We don't need to fall into the trap of being self-conscious and anxious about how the right views our internal dynamics -- the right is irrelevant to what we do in the first place and they don't even *have* politics per se because they are in a position of privilege in the world as it currently is. The right will *never* have *any* legitimate grounds for making comments about the goings-on within leftist politics simply because it doesn't *concern* them, either inherently or materially. (For the sake of illustration, should slaves on a plantation care what the master thinks about their underground railroads?)

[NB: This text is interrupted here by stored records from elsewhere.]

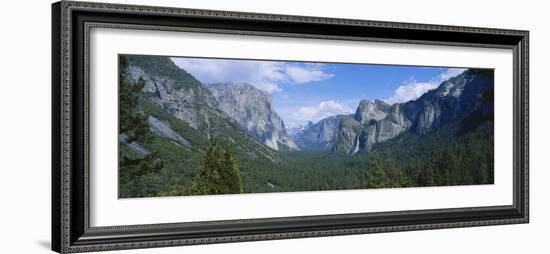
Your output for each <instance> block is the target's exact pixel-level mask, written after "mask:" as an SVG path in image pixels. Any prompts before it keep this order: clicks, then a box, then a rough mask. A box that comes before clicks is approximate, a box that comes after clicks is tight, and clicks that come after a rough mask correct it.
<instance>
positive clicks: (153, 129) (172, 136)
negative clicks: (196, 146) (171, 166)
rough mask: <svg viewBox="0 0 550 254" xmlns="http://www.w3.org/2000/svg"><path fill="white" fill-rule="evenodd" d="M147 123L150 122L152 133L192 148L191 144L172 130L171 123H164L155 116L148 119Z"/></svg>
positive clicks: (178, 134)
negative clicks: (170, 125) (169, 139)
mask: <svg viewBox="0 0 550 254" xmlns="http://www.w3.org/2000/svg"><path fill="white" fill-rule="evenodd" d="M147 122H149V126H151V131H152V132H154V133H155V134H157V135H159V136H163V137H166V138H168V139H170V140H172V141H173V142H176V143H177V144H179V145H182V146H185V147H188V148H190V147H191V143H189V141H187V140H186V139H184V138H183V137H181V136H180V135H179V134H178V133H177V132H175V131H174V130H172V128H171V127H170V124H169V123H166V122H163V121H161V120H159V119H157V118H155V117H153V116H149V117H148V118H147Z"/></svg>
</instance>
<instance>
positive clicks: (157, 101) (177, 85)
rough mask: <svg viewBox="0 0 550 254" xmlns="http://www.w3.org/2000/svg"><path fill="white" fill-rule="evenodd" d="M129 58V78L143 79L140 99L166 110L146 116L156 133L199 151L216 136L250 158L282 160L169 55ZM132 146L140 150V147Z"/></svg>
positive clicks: (277, 154)
mask: <svg viewBox="0 0 550 254" xmlns="http://www.w3.org/2000/svg"><path fill="white" fill-rule="evenodd" d="M127 59H128V71H127V79H128V80H129V81H130V82H132V83H134V82H136V81H138V80H139V79H140V78H141V79H143V81H144V87H143V89H142V95H141V98H142V99H143V100H144V101H146V102H147V103H150V104H152V106H149V107H152V108H158V109H159V110H160V111H162V112H163V113H158V116H160V117H157V116H153V115H147V116H148V122H149V125H150V126H151V130H152V132H153V134H154V135H156V136H159V137H162V138H166V139H168V140H170V141H172V142H174V143H176V144H177V145H180V146H182V147H186V148H187V149H190V150H195V151H196V150H200V149H201V147H200V144H204V143H207V142H208V138H210V137H214V138H216V139H219V140H224V141H226V142H227V143H233V144H234V151H236V152H242V151H245V153H246V155H247V156H250V157H251V158H259V157H263V158H267V159H269V160H271V161H280V160H281V157H280V155H279V154H278V153H277V152H276V151H273V150H272V149H270V148H268V147H267V146H265V145H263V144H261V143H260V142H258V141H256V140H255V139H253V138H250V135H249V134H247V133H246V132H245V130H243V128H241V126H240V125H239V123H238V122H237V121H235V120H234V119H233V118H232V117H231V116H229V115H228V114H227V113H225V112H224V111H223V110H222V109H221V108H220V103H219V102H218V100H217V99H216V97H215V96H214V95H213V94H212V92H211V91H210V89H208V87H207V86H205V85H204V84H202V83H201V82H200V81H198V80H197V79H195V78H194V77H193V76H192V75H190V74H189V73H187V72H186V71H185V70H183V69H180V68H179V67H177V66H176V65H175V64H174V63H173V62H172V60H171V59H170V58H168V57H159V56H140V55H130V56H128V57H127ZM150 110H153V112H154V110H156V109H150ZM163 114H167V115H170V116H171V117H174V118H176V119H177V120H180V121H181V123H182V125H181V126H179V127H178V130H176V129H174V128H173V127H174V126H171V125H170V123H169V122H168V121H166V117H163V116H162V115H163ZM161 118H165V119H161ZM182 128H183V129H182ZM187 128H189V129H191V130H193V131H188V130H187ZM283 128H284V127H283ZM184 129H185V130H184ZM196 131H198V135H197V132H196ZM186 135H189V136H186ZM236 140H239V142H236ZM193 142H196V143H193ZM131 148H132V149H133V150H136V151H137V150H139V147H137V146H136V147H131Z"/></svg>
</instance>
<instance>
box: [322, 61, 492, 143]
mask: <svg viewBox="0 0 550 254" xmlns="http://www.w3.org/2000/svg"><path fill="white" fill-rule="evenodd" d="M492 77H493V75H492V70H468V71H465V72H464V73H462V74H460V75H458V76H456V77H453V78H450V79H448V80H446V81H443V82H442V83H441V84H440V85H439V86H438V87H437V88H436V89H433V90H430V91H428V92H426V93H425V94H424V95H422V96H420V98H418V99H416V100H413V101H409V102H406V103H397V104H393V105H391V106H390V105H388V104H387V103H385V102H383V101H375V102H372V101H368V100H362V101H361V102H360V103H359V106H358V107H357V110H356V112H355V115H354V117H353V118H346V119H344V120H343V121H342V123H341V124H340V126H339V127H338V129H337V131H336V133H335V138H334V142H333V143H334V144H333V147H332V151H335V152H344V153H348V154H355V153H357V152H358V151H359V150H362V149H366V150H369V149H370V148H371V147H372V146H373V145H374V144H376V143H379V142H383V141H385V140H389V139H391V138H394V137H396V136H398V135H399V134H401V133H403V132H405V131H410V132H413V133H417V134H420V135H423V134H426V133H429V132H431V131H433V130H434V129H437V128H440V127H441V126H443V125H445V124H448V123H450V122H452V121H457V120H458V119H461V118H463V117H465V116H467V115H468V114H471V113H472V112H473V111H474V110H476V105H479V100H480V98H481V97H482V95H483V94H485V93H487V91H488V90H491V89H492V86H493V83H494V81H493V79H492ZM489 94H490V93H489ZM487 108H489V107H487Z"/></svg>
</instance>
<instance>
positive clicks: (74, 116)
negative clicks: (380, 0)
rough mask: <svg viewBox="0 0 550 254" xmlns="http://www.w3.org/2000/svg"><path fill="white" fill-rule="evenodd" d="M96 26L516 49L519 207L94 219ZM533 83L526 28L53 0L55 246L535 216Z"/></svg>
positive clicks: (54, 205) (333, 39) (186, 239)
mask: <svg viewBox="0 0 550 254" xmlns="http://www.w3.org/2000/svg"><path fill="white" fill-rule="evenodd" d="M92 28H113V29H132V30H152V31H172V32H195V33H214V34H238V35H254V36H270V37H281V38H310V39H330V40H343V41H364V42H381V43H402V44H410V45H427V46H460V47H473V48H480V49H483V48H497V49H506V50H511V51H512V54H513V63H512V64H513V81H512V83H513V102H511V103H513V112H511V113H513V136H510V139H513V165H511V166H512V167H513V197H511V199H512V201H513V202H512V205H498V206H482V207H460V208H441V209H421V210H404V211H382V212H367V213H346V214H322V215H313V216H285V217H276V218H244V219H236V220H214V221H199V222H196V221H195V222H177V223H153V224H139V225H114V226H100V227H95V226H92V225H91V224H90V211H91V206H93V203H91V202H90V200H91V199H90V195H91V193H90V181H91V179H90V168H89V164H90V144H89V138H90V137H89V130H90V129H89V128H90V122H89V121H90V118H89V116H90V110H91V107H90V99H89V96H90V94H89V77H90V63H89V54H90V41H89V32H90V29H92ZM528 88H529V32H528V31H518V30H504V29H492V28H476V27H458V26H444V25H428V24H412V23H396V22H383V21H367V20H351V19H334V18H321V17H303V16H287V15H274V14H257V13H240V12H226V11H212V10H196V9H179V8H168V7H153V6H135V5H120V4H105V3H88V2H72V1H61V2H57V3H54V4H53V5H52V249H53V250H54V251H56V252H60V253H73V252H89V251H105V250H118V249H134V248H153V247H167V246H181V245H194V244H210V243H224V242H238V241H258V240H274V239H288V238H302V237H323V236H334V235H348V234H366V233H379V232H395V231H408V230H424V229H440V228H455V227H473V226H488V225H501V224H517V223H528V222H529V131H528V130H529V117H528V116H529V91H528Z"/></svg>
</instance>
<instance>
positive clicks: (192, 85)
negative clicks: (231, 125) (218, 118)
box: [128, 56, 223, 133]
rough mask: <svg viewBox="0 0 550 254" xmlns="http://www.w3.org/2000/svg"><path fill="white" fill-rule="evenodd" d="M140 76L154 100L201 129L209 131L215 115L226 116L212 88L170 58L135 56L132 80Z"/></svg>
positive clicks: (165, 108) (130, 65)
mask: <svg viewBox="0 0 550 254" xmlns="http://www.w3.org/2000/svg"><path fill="white" fill-rule="evenodd" d="M140 77H141V78H143V79H144V81H145V87H144V88H143V91H144V92H145V93H147V94H149V95H150V96H149V98H148V99H149V100H150V101H153V102H154V103H156V104H158V105H159V106H161V107H162V108H163V109H164V110H165V111H167V112H169V113H170V114H172V115H174V116H175V117H176V118H178V119H180V120H182V121H184V122H185V123H187V124H189V125H190V126H191V127H193V128H195V129H197V130H200V131H202V132H206V133H208V132H209V130H210V128H211V127H212V126H211V122H212V118H213V117H216V118H219V117H223V115H221V114H220V112H219V110H216V109H217V106H218V102H217V101H216V98H214V96H212V93H211V92H210V91H209V90H208V88H206V87H205V86H203V85H202V84H201V83H200V82H199V81H198V80H196V79H195V78H194V77H193V76H191V75H190V74H188V73H187V72H185V71H183V70H181V69H179V68H178V67H177V66H175V65H174V64H173V62H172V61H171V60H170V59H169V58H161V57H147V56H131V57H130V58H129V68H128V79H129V80H131V81H136V80H137V79H138V78H140Z"/></svg>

For me I see the Left as a whole even when there are differences because without both wings of socialism the bird of socialism will not fly. I believe there is an awareness, but there are so many opinions that many facts are arbitrary to most on the Left. There needs to be a *unity* group for those who say what they mean to move this movement forward in some manner even when there is divide in other places, but not of our own doing to move past those who do and are willing to divide for personal reason and not Leftist facts.


Hey, I hear ya. What you're describing would be excellently incredible. In the meantime we're still stuck in the *real world* with all of its messiness, including opportunism.

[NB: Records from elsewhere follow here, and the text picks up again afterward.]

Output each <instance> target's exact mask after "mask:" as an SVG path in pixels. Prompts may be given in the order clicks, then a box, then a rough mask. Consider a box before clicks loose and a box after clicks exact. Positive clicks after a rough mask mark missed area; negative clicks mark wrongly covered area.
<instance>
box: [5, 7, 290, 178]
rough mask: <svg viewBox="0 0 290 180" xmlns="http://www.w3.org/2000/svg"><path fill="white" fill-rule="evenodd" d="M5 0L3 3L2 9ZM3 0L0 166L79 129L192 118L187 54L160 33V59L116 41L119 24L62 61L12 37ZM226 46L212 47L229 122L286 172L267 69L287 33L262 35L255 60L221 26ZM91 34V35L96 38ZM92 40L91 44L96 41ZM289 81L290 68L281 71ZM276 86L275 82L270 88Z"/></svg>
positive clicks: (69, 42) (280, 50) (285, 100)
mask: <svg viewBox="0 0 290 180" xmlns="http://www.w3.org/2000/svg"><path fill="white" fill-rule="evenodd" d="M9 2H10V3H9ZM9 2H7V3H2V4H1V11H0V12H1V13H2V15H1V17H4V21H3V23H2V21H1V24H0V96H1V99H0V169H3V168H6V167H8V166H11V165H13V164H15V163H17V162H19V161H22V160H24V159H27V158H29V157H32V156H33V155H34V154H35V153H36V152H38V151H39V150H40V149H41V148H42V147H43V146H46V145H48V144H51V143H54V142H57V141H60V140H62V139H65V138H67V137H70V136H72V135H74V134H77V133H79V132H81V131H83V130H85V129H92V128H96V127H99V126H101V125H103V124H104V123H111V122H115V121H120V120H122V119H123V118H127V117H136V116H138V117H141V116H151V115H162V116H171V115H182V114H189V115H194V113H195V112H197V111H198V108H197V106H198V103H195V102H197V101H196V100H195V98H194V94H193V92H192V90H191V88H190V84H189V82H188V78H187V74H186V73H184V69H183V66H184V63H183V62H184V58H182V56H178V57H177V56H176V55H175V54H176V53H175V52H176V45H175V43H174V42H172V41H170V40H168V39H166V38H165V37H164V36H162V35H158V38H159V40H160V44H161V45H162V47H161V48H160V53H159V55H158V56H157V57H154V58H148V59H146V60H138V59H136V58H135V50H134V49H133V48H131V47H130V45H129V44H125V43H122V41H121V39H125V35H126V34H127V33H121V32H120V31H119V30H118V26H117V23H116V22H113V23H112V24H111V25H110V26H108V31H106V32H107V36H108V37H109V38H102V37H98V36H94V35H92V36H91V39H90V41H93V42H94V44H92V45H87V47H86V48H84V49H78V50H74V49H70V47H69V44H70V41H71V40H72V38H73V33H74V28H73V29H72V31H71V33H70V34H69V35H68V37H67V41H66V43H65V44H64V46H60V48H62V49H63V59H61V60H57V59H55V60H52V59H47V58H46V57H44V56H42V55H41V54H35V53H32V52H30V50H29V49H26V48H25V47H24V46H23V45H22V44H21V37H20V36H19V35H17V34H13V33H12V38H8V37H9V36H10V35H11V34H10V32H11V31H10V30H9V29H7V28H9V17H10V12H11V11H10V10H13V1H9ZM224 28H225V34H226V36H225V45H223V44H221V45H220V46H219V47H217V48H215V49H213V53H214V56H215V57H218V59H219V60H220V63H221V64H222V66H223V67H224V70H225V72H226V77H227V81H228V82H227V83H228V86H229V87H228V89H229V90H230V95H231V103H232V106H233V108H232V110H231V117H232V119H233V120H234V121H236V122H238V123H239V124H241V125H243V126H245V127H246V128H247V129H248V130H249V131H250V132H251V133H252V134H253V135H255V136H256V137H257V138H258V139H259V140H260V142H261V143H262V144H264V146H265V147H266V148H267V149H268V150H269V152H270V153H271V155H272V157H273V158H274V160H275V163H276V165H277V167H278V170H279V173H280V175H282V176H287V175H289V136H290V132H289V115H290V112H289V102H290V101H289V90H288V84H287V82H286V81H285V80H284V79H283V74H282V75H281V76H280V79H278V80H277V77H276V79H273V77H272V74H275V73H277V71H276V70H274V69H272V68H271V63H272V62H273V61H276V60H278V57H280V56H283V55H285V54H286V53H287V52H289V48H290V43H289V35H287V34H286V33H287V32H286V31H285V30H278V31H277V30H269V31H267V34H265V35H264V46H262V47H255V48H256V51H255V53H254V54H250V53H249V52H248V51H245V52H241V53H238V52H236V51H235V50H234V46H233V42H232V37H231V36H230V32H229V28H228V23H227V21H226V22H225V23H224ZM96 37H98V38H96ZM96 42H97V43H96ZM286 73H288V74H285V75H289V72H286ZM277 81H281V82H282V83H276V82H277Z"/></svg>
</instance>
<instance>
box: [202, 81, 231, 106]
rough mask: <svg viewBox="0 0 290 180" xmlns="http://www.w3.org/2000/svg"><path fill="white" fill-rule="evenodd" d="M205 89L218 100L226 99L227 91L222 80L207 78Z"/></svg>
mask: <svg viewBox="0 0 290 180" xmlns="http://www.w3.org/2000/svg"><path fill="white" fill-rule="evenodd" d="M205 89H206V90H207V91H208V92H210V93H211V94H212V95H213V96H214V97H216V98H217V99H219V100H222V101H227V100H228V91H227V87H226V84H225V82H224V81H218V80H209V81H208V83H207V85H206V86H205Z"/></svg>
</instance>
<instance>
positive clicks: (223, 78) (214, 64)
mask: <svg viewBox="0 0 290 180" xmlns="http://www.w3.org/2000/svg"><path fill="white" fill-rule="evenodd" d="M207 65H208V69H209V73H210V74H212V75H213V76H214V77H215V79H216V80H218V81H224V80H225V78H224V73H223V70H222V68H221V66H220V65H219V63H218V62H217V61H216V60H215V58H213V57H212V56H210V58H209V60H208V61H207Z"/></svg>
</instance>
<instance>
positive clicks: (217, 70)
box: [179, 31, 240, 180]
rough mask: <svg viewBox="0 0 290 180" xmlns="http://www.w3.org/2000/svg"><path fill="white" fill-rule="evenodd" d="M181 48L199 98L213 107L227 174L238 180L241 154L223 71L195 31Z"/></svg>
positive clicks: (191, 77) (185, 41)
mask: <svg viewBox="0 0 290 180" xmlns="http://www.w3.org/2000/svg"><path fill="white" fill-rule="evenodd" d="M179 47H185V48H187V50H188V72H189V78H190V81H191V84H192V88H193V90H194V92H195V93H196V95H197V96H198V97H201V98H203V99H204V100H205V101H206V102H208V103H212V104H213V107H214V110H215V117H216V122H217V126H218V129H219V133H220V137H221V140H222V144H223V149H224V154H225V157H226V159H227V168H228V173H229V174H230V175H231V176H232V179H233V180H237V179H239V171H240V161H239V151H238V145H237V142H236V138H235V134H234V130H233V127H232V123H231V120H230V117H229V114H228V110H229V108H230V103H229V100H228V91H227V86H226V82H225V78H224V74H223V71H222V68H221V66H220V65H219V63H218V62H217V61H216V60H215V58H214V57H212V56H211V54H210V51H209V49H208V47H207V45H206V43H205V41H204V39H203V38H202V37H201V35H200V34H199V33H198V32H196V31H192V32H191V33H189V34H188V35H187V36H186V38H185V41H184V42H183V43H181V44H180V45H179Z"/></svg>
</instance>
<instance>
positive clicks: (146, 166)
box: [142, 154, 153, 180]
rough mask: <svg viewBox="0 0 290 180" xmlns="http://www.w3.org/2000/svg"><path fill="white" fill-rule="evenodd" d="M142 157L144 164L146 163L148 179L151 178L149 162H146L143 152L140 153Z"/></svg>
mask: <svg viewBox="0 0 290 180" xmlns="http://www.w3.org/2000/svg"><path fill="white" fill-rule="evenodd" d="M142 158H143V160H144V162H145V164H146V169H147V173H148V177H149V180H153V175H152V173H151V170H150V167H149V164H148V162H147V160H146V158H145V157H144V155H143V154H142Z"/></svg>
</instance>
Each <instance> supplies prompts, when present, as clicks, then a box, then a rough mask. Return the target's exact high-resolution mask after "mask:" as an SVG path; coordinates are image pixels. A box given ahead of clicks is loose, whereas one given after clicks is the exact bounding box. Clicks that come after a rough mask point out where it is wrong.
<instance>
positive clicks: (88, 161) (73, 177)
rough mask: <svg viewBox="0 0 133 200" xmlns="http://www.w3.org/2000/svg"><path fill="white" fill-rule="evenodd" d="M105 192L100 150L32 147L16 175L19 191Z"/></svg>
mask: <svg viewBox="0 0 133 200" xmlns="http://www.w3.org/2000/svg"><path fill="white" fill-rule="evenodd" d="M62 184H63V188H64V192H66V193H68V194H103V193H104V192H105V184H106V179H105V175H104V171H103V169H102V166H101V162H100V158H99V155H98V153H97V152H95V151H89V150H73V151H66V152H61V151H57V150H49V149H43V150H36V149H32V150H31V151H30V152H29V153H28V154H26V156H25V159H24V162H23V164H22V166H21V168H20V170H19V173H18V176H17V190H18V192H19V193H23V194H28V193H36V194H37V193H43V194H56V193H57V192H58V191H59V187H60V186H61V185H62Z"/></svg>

I recall a very good chart that a comrade created not too long ago to illustrate this dynamic -- it's at the following link, and is a guide to the *revolutionary* side of the spectrum, notwithstanding the title:


Reactionaries: a visual guide

http://www.revleft.com/vb/showpost.php?p=1662624&postcount=15

Ligeia
4th June 2010, 10:52
E-mails to and from Ariz.state Sen. Russell Pearce reveal the immigration enforcement debate may not stop with SB 1070, the controversial immigration law. Pearce, R-Mesa, the author of Arizona’s immigration law, has been writing to some of his constituents about what he plans to accomplish next.
In e-mails obtained by CBS 5, Pearce said he intends to push for a bill that would enable Arizona to no longer grant citizenship to the children of immigrants born on U.S. soil.

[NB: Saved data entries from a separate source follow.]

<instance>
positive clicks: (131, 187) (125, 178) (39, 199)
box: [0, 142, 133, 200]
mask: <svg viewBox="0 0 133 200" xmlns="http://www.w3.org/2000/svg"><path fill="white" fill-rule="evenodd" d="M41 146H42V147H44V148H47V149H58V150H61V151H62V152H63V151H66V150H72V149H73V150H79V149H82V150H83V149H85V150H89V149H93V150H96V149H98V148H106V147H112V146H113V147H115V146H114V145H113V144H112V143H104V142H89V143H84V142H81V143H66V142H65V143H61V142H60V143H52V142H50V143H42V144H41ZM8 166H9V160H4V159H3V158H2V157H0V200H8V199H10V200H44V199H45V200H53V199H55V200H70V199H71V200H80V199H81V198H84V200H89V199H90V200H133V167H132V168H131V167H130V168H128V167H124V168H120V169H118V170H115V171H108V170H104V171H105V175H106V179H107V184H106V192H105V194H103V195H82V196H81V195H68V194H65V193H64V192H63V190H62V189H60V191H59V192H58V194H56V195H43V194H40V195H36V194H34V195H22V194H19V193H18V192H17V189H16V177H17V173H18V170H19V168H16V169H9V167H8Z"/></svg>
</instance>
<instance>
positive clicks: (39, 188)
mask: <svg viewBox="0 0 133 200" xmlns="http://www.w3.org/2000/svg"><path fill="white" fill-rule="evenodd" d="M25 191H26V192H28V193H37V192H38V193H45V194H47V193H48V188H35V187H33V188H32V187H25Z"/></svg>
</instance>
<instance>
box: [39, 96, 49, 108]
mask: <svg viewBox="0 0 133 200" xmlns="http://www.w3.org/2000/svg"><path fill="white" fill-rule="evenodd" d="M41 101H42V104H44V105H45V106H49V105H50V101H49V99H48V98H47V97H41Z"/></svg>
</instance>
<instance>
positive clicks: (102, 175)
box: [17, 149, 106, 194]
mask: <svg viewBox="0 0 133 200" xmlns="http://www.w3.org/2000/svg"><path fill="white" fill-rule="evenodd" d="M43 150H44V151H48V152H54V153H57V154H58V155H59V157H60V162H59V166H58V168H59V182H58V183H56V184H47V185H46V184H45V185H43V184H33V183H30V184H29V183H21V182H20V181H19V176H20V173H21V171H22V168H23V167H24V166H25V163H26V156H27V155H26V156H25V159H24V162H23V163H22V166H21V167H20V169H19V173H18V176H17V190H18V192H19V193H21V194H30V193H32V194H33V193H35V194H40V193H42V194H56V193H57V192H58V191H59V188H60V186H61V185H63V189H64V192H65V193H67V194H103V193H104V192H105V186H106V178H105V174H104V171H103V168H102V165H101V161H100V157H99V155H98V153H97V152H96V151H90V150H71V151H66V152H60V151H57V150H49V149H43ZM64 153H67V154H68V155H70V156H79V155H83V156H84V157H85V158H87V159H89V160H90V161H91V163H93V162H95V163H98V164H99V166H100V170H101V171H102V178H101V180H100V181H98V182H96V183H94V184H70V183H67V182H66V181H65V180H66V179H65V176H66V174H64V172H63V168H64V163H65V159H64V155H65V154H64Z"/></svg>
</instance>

Pearce writes in one e-mail: “I also intend to push for an Arizona bill that would refuse to accept or issue a birth certificate that recognizes citizenship to those born to illegal aliens, unless one parent is a citizen.”
...
Pearce said his new idea is not only legal but constitutional. “It’s common sense,” Pearce said. “Again – you can’t break into someone’s country and then expect to be rewarded for that. You can’t do it.”

Source (http://blog.altoarizona.com/blog/2010/05/sen-russell-pearces-emails-reveal-future-plans.html)

Red Commissar
4th June 2010, 16:25
http://www.huffingtonpost.com/mark-potok/razing-arizona-given-its_b_559205.html



So there's even more than the association with Ready. Significant support is still coming from Pearce from Stormfront too.

http://www.***************/forum/t682754/

http://www.***************/forum/t331081/

http://www.***************/forum/t704140/

A man is known by the company he keeps and how well he keeps it. It astonishes me that this legislation enjoys such support and defense despite such overt ties of its sponsor to white supremacist elements.

It doesn't surprise me. I posted earlier his relation with JT Ready, a white supremacist in the state.

I would be interested in how the acquired that email though.


Source (http://blog.altoarizona.com/blog/2010/05/sen-russell-pearces-emails-reveal-future-plans.html)

Drunk with victory and with no meaningful chastising for what he did, he will move on.